Georgia Bulletin

The Newspaper of the Catholic Archdiocese of Atlanta

Seeking Jesus On The Highways Of Life

Published July 20, 2006

I surely deserve the world’s record for getting lost. I have been lost on the beltway around Washington, D.C., and on I-285, more than once.

I have merrily gone east when I needed to go west, and south instead of north. I have actually circled major cities going in the wrong direction.

Often, I end up where I started.

Some folks hear the voice of God when they’re lost on the roads. But I hear my first driving instructor, Buzz.

“Loosen up,” he murmured, prying my hands from the wheel, during that fateful summer when I was 27 and determined to drive.

In the confusion, my father’s voice also emerges: “Just stay calm. You’re doing fine.”

I have lost my way in life numerous times. In childhood, my parents pointed me toward a sound, rational, ordinary life.

You went to school, did your homework and got gold stars on your report cards. You headed to church on Sunday, said the rosary and went to confession as needed.

In college, I found their maps too humdrum and predictable.

All my friends were taking the exits marked “hippie” and “atheist,” and I followed them.

The hippie path, I discovered, was paved with shattered hearts from empty relationships.
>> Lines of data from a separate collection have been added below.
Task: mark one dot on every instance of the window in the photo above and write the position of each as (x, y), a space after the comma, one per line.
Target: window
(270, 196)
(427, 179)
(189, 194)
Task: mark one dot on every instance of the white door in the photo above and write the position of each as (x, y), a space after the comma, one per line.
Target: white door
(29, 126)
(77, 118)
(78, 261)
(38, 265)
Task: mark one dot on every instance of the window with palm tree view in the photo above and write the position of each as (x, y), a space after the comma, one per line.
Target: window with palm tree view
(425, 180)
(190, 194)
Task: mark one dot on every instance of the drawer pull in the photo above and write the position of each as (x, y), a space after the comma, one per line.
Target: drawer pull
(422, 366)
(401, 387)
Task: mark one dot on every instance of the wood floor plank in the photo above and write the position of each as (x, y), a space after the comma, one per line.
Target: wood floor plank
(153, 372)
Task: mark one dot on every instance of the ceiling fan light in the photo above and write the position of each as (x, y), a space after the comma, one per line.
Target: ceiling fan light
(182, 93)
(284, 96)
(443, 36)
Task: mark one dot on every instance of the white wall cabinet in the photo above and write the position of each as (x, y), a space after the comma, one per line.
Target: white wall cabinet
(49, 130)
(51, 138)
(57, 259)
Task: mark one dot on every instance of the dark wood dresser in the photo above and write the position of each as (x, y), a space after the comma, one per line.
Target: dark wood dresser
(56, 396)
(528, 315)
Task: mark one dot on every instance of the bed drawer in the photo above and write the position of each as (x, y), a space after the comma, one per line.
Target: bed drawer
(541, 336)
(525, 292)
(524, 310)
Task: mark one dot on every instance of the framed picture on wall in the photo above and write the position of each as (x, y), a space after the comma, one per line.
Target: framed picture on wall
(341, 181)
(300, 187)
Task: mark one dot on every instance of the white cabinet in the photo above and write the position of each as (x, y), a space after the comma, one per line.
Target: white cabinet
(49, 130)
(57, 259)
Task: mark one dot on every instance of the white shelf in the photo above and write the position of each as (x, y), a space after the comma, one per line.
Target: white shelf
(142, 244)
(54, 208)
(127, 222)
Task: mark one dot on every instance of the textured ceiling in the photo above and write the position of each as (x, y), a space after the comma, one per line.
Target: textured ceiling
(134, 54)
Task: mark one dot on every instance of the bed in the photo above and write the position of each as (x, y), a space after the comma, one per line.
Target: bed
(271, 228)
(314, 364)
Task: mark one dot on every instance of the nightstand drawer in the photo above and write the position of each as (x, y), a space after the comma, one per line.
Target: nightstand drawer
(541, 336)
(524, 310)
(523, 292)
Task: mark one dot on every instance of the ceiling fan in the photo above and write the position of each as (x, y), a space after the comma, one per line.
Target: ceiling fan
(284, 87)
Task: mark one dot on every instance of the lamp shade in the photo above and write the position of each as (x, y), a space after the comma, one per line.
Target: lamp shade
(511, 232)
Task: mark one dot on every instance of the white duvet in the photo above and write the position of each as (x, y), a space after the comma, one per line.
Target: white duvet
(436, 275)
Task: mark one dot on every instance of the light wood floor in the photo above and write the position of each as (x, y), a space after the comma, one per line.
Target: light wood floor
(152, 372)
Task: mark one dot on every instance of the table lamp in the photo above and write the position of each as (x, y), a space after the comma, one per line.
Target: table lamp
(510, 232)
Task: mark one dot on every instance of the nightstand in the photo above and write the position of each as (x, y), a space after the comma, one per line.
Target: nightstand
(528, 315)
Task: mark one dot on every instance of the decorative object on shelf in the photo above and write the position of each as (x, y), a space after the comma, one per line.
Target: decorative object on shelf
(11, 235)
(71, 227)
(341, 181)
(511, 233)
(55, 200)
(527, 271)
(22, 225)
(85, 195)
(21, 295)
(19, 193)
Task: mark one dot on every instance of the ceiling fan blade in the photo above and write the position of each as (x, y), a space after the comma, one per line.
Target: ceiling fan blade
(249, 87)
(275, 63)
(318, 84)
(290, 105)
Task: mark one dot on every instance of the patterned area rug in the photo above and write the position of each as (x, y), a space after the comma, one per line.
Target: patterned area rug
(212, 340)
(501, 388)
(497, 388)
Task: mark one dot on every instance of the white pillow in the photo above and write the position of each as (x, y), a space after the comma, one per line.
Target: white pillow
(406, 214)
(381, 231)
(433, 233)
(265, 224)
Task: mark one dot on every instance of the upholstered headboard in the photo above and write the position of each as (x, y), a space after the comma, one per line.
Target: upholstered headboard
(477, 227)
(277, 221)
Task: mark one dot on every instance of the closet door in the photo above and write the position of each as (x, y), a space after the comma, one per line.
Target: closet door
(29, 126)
The atheist detour led me exactly nowhere.

Much later, I realized the truth: Someone else was in the car with me. And all the detours, however annoying they were at the time, were part of some bigger scheme.

There really was a map, even if I couldn’t read it.

People gently had been trying to give me directions. Out of the blue one day, my boss mentioned that she looked forward to Sundays, so she could worship God.

That hit a lost soul hard. Sundays were times to sleep late and read the newspaper. Were people really getting together to worship God?

I tucked that piece of information away, like a hungry person notes a recipe. Eventually, I made an effort to try a few churches.

When I came back to Catholicism, I didn’t accept the Church’s stance on abortion, contraception and other big issues. I guess you could say I wanted to get on the highway without paying the tolls.

I was fortunate that a priest welcomed me back, even if I was lukewarm about many Church teachings. Some might say he was wrong to do that, but I think he showed wisdom.

The priest trusted that God knew what He was doing.

As Flannery O’Connor said, “I think most people come to the Church by means the Church does not allow, else there would be no need their getting to her at all. … The operation of the Church is entirely set up for the sinner, which creates much misunderstanding among the smug.”

I was definitely the sinner, who was grateful to return to the nest I had left. Conversion, for many of us, is a long process, and it may take us years to fully understand Church teachings.

Jesus said, “I am the way, the truth and the life,” and I am assuming He knew about lost souls, who often seek him on unpaved, unmarked roads, rather than the standard highways.

In “Jesus, Take the Wheel,” Carrie Underwood sings about running low on faith and gasoline, and a near-miss accident while driving on a dark road.

“Jesus, take the wheel,” she sings, “Take it from my hands. ‘Cause I can’t do this all on my own.”

I’m grateful that He took the wheel from me. Here I am, on that old familiar road again, going to Mass on Sundays, receiving Communion and, finally, embracing the Catholic faith fully.

The poet T.S. Eliot said life is a journey and sometimes we end up right back at square one and “know the place for the first time.”

Early in the journey, a child kneels by the bed and asks the Father to take her safely through the night. She trusts He will nudge her in the right direction each day.

If that child gets lost in a store, she feels great distress, until the mother finds her and dries her tears.

The child is rescued by the mother’s love.

It’s really that simple. And I remind myself of this as I’m bumbling along the roads of life, sometimes going miles out of my way and thinking that I’m alone in the car.

The devil still puts up confusing road signs and frightening detours. He would love to see me lose my way again.

“Jesus, take the wheel,” I pray. “Only your love can save me.”

And I hear the voice: “Stay calm. You’re doing fine.”